# Taping Sub-contractors



## Drywalogist (Jun 1, 2012)

I would like to discuss the overall requirements a taper is expected to do for a drywall company that involves tools, tasks, and time. How far do we go and how much do we let a company push us? 


I recently started for a new company and I would like to compare the opinions expressed over the relationship between a company and a fussy taper.


----------



## PrecisionTaping (Feb 2, 2012)

Start discussing then.
What do you want to know?


----------



## 2buckcanuck (Jul 9, 2010)

Drywalogist said:


> I recently started for a new company and I would like to compare the opinions expressed over the relationship between a company and a fussy taper.


A fussy taper









Were suppose to be fussy









Since when


----------



## 2buckcanuck (Jul 9, 2010)

If your a hour worker, just do what your told, If your a piece worker/consignment work, well then....... This thread could have the most posts ever

Rule number one

Never let them know your poor !!!!!!!!!!!!!!

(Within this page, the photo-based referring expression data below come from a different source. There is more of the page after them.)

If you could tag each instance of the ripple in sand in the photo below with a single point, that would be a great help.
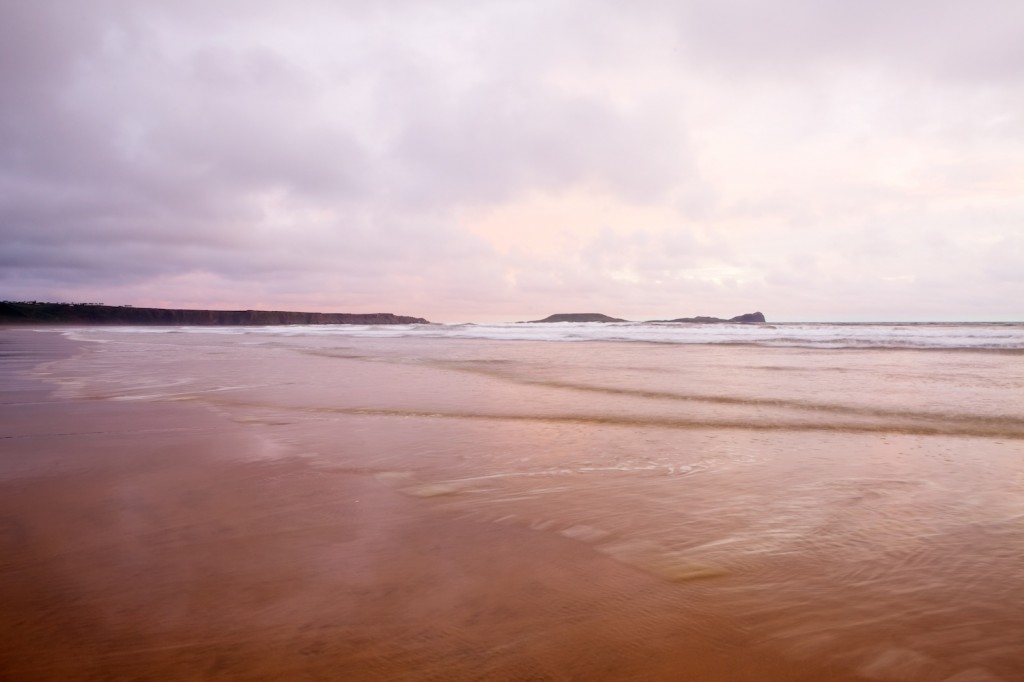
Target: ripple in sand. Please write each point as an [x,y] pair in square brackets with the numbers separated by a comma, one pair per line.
[654,559]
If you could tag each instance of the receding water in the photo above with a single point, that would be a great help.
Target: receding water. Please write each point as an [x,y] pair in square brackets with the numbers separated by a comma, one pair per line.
[858,505]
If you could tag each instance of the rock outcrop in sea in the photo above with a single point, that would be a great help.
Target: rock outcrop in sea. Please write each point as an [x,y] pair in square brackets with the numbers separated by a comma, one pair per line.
[578,316]
[92,313]
[745,318]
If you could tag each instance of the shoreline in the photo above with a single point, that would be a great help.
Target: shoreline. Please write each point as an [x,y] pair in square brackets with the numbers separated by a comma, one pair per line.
[154,540]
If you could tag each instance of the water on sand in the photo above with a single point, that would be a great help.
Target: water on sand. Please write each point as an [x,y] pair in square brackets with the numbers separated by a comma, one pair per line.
[861,507]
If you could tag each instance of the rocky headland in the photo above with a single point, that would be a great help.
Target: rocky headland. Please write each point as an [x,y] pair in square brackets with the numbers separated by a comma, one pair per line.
[34,312]
[578,316]
[745,318]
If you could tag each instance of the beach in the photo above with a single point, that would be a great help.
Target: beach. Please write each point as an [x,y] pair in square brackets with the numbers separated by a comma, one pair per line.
[298,504]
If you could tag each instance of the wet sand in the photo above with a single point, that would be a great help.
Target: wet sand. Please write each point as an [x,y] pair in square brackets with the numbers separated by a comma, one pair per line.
[154,541]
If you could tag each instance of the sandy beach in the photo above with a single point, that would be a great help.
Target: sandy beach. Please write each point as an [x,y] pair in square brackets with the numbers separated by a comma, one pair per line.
[199,507]
[157,541]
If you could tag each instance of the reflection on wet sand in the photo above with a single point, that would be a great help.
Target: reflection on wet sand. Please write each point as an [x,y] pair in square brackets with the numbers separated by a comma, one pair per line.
[273,514]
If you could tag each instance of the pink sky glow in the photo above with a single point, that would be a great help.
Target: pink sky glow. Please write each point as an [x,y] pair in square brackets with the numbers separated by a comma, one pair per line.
[498,161]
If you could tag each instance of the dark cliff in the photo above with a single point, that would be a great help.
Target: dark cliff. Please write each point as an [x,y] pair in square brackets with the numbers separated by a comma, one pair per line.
[578,316]
[89,313]
[745,318]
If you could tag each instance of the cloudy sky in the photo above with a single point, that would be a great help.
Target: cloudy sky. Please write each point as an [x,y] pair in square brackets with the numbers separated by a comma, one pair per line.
[486,160]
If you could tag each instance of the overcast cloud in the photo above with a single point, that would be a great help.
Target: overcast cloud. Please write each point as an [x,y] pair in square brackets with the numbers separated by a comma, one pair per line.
[486,161]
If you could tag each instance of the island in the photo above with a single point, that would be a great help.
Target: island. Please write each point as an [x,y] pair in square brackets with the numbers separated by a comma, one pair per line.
[36,312]
[578,316]
[745,318]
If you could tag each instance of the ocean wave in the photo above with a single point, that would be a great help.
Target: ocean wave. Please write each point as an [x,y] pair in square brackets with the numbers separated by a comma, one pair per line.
[912,336]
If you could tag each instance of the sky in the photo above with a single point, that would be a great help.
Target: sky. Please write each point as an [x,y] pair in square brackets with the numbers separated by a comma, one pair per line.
[484,161]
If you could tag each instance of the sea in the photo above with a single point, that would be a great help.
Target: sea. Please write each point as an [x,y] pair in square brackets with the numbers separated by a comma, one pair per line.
[849,493]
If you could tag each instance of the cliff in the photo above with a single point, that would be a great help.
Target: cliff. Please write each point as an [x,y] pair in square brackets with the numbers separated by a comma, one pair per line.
[578,316]
[90,313]
[745,318]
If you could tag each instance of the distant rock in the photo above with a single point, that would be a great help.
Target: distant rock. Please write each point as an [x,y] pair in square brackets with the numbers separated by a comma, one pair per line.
[90,313]
[579,316]
[750,318]
[747,318]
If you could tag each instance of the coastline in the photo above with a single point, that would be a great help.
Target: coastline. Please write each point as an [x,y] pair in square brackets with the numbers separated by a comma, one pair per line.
[147,539]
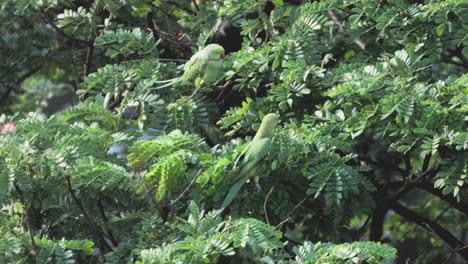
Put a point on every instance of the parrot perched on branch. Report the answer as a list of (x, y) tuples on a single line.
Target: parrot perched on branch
[(257, 149), (203, 67)]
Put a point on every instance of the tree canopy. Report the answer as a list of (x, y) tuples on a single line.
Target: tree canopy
[(102, 163)]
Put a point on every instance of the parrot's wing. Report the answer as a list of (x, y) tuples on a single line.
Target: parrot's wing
[(256, 151), (232, 193)]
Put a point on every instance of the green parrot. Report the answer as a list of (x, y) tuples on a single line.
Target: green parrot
[(257, 149), (203, 67)]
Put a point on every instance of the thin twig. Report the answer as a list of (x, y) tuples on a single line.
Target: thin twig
[(105, 220), (265, 204), (427, 160), (188, 187), (49, 21), (87, 217), (290, 212), (26, 219), (359, 43), (89, 55), (282, 222), (196, 5)]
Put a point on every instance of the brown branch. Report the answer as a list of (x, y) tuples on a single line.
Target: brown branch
[(105, 220), (428, 187), (265, 205), (89, 55), (196, 5), (150, 24), (78, 203), (19, 81), (34, 250), (427, 160), (45, 16), (407, 164), (431, 226), (377, 222)]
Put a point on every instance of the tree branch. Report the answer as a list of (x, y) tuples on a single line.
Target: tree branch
[(359, 43), (45, 16), (431, 226), (19, 81), (34, 250), (89, 55), (99, 233), (188, 187), (426, 162), (428, 187)]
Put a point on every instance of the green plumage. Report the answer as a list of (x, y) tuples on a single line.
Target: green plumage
[(202, 68), (255, 152)]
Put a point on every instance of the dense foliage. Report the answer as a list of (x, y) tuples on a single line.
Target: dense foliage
[(371, 144)]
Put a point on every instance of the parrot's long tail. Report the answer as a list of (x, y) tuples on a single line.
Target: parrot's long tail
[(168, 83)]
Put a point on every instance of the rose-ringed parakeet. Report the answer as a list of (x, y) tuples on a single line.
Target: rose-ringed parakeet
[(202, 68), (255, 152)]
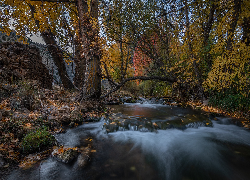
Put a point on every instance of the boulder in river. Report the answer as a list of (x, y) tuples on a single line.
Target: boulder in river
[(65, 155)]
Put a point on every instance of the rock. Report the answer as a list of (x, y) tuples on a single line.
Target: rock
[(6, 113), (64, 109), (65, 155), (84, 158), (65, 120), (75, 115)]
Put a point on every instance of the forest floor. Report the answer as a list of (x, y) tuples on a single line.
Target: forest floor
[(25, 108)]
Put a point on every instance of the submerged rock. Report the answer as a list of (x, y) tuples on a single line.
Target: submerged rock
[(65, 155)]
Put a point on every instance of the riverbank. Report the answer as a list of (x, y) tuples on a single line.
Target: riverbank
[(30, 116)]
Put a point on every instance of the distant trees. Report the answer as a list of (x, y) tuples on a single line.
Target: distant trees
[(196, 46)]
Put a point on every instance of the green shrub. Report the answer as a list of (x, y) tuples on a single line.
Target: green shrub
[(37, 140)]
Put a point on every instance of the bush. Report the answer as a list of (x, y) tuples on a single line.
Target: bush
[(37, 140), (230, 101), (155, 88)]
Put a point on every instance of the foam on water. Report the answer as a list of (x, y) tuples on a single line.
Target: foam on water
[(193, 153)]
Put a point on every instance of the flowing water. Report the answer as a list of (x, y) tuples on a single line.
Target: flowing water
[(152, 141)]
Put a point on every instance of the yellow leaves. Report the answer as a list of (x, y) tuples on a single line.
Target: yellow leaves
[(229, 68)]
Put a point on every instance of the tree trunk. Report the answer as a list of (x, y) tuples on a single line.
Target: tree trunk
[(236, 13), (80, 63), (57, 56), (88, 19), (55, 52), (246, 30), (191, 55)]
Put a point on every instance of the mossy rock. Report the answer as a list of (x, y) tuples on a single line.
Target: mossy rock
[(37, 141)]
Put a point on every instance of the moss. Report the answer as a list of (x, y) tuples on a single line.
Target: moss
[(37, 140)]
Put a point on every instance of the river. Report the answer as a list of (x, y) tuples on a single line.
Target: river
[(153, 141)]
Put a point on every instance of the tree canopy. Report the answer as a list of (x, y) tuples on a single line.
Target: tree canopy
[(197, 46)]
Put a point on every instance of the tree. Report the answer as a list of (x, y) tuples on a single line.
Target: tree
[(30, 17)]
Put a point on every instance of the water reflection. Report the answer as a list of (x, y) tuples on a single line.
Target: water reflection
[(217, 150)]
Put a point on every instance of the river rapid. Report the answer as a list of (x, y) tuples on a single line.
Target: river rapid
[(153, 141)]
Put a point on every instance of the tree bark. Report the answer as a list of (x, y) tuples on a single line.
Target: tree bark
[(88, 19), (80, 63), (56, 53), (191, 55), (236, 13), (246, 31)]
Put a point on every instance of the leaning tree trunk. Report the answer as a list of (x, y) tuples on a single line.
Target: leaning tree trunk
[(191, 55), (88, 19), (55, 52), (80, 64), (57, 56)]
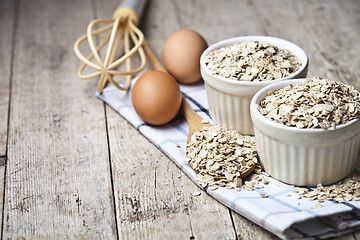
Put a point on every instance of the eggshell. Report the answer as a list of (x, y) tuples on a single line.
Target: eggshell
[(156, 97), (181, 55)]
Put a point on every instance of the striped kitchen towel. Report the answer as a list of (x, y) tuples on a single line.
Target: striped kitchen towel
[(282, 213)]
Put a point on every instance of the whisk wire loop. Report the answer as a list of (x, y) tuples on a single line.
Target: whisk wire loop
[(122, 26)]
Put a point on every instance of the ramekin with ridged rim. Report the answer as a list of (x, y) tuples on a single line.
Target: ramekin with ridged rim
[(304, 157), (229, 100)]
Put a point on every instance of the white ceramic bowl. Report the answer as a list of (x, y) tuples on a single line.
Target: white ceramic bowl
[(304, 157), (229, 100)]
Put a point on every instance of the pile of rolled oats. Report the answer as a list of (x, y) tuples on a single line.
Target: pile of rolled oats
[(252, 61), (343, 191), (220, 156), (314, 103)]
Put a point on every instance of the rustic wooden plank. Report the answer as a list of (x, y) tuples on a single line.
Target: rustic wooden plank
[(327, 30), (153, 197), (58, 179), (7, 8)]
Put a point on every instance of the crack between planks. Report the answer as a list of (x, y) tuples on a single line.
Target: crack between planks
[(95, 16), (4, 158), (111, 172), (257, 13)]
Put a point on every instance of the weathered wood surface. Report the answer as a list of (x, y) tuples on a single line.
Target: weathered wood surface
[(76, 169)]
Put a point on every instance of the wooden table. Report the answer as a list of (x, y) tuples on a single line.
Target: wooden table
[(71, 167)]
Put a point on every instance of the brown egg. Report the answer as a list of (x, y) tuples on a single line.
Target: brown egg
[(181, 55), (156, 97)]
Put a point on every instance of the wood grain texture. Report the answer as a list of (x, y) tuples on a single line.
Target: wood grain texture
[(7, 11), (153, 197), (58, 178), (78, 170)]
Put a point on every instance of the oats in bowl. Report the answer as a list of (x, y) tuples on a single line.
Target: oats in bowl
[(314, 103)]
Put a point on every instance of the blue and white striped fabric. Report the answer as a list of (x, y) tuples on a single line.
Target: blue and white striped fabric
[(286, 216)]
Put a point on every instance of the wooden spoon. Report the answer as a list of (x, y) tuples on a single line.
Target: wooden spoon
[(195, 122)]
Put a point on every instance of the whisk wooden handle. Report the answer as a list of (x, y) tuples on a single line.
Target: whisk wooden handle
[(152, 58)]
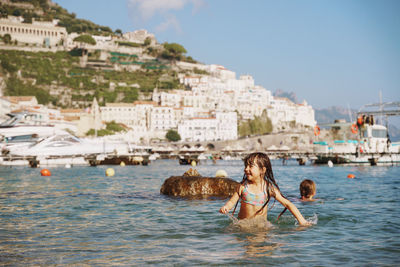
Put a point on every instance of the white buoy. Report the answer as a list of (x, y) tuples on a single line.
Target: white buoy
[(110, 172), (221, 173)]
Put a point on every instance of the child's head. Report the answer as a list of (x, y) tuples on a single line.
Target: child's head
[(307, 189), (259, 159)]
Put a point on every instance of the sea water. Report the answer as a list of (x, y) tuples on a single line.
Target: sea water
[(79, 216)]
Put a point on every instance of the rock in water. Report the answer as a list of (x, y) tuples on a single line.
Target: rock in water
[(198, 187)]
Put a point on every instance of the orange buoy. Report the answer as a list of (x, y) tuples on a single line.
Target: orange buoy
[(45, 172), (351, 176), (354, 128), (317, 130)]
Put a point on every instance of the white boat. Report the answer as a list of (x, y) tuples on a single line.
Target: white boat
[(373, 147), (62, 145), (25, 123)]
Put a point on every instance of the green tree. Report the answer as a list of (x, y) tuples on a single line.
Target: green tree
[(7, 38), (173, 135), (147, 41), (114, 127), (118, 32), (173, 51), (259, 125)]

If you do, you will regret it, never beg for a advance in pay either. When they know your broke, they step all over you. They will give you the worst jobs, and try to get you to work for less money too


----------



## Drywalogist (Jun 1, 2012)

Piece work is the only way to make money I think, especially if you like to do it but not get ripped off at the same time. So, getting everything your worth is whats expected but is just like pulling teeth to get.


----------